Further, if patients have low-level literacy in another language, that presents yet another problem. Since not all of our patients use English as their primary language, providers may also have to translate these resources in a culturally and linguistically meaningful way. When you give a patient instructions during a visit, they may only be half-listening to you already because they are concerned about what is going on. In addition, if you have a family member such as a child translating for a parent, or if a patient does not have anybody else in the room to translate for them, even if you provide verbal instructions or written instructions with their clinic summary and drug information, you really have not done your job. The bottom line is that we are doing a poor job of developing understandable and culturally competent SLE patient education resources.
The other area in which people with poor health literacy may be at a disadvantage is informed consent for participation in a clinical research study. Informed consent forms are generally not written at a level that is understood by many patients because they include required legal information. If you really want a patient to consent voluntarily, you have to make sure that it is translated into a version that is readable and understandable. A health literacy barrier should not be interpreted as a patient-level problem. It is a system-level accessibility problem. If patients cannot really understand the consent form, then they are not being given a fair chance to consider the risks and benefits of clinical trial participation.
For patients with lupus, understandability matters because they have to understand a complex disease, medications, symptoms, and when to call for help.
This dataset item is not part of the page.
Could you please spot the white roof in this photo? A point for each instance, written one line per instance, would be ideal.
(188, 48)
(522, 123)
Peer support and talking to other individuals with the disease can be impactful in helping patients understand their SLE. Peers may teach them the importance of coming to their appointment with a notebook in which they have written down their symptoms and any concerns about their medications. Such guidance may be offered through peer-to-peer counseling, a lupus support group, or a respected leader in the community.
You also have to develop a relationship with patients so that you can ask difficult questions. Patients may then tell you things that they normally might not reveal because they know that you respect and are truly listening to what they are saying. You have to prove to the patient that you are trustworthy. Sometimes this also may require understanding who the decision maker is in the family (because it may not be the patient) and how culture may shape the way a patient hears and acts on medical advice.
In SLE, the issue is not only that the patient needs more education. Providers also need more education, including understanding the full environment in which the patient lives. If you tell patients something that they have never heard before or that is different from the way they live, as a provider, you have to recognize this and figure out how to bridge that gap.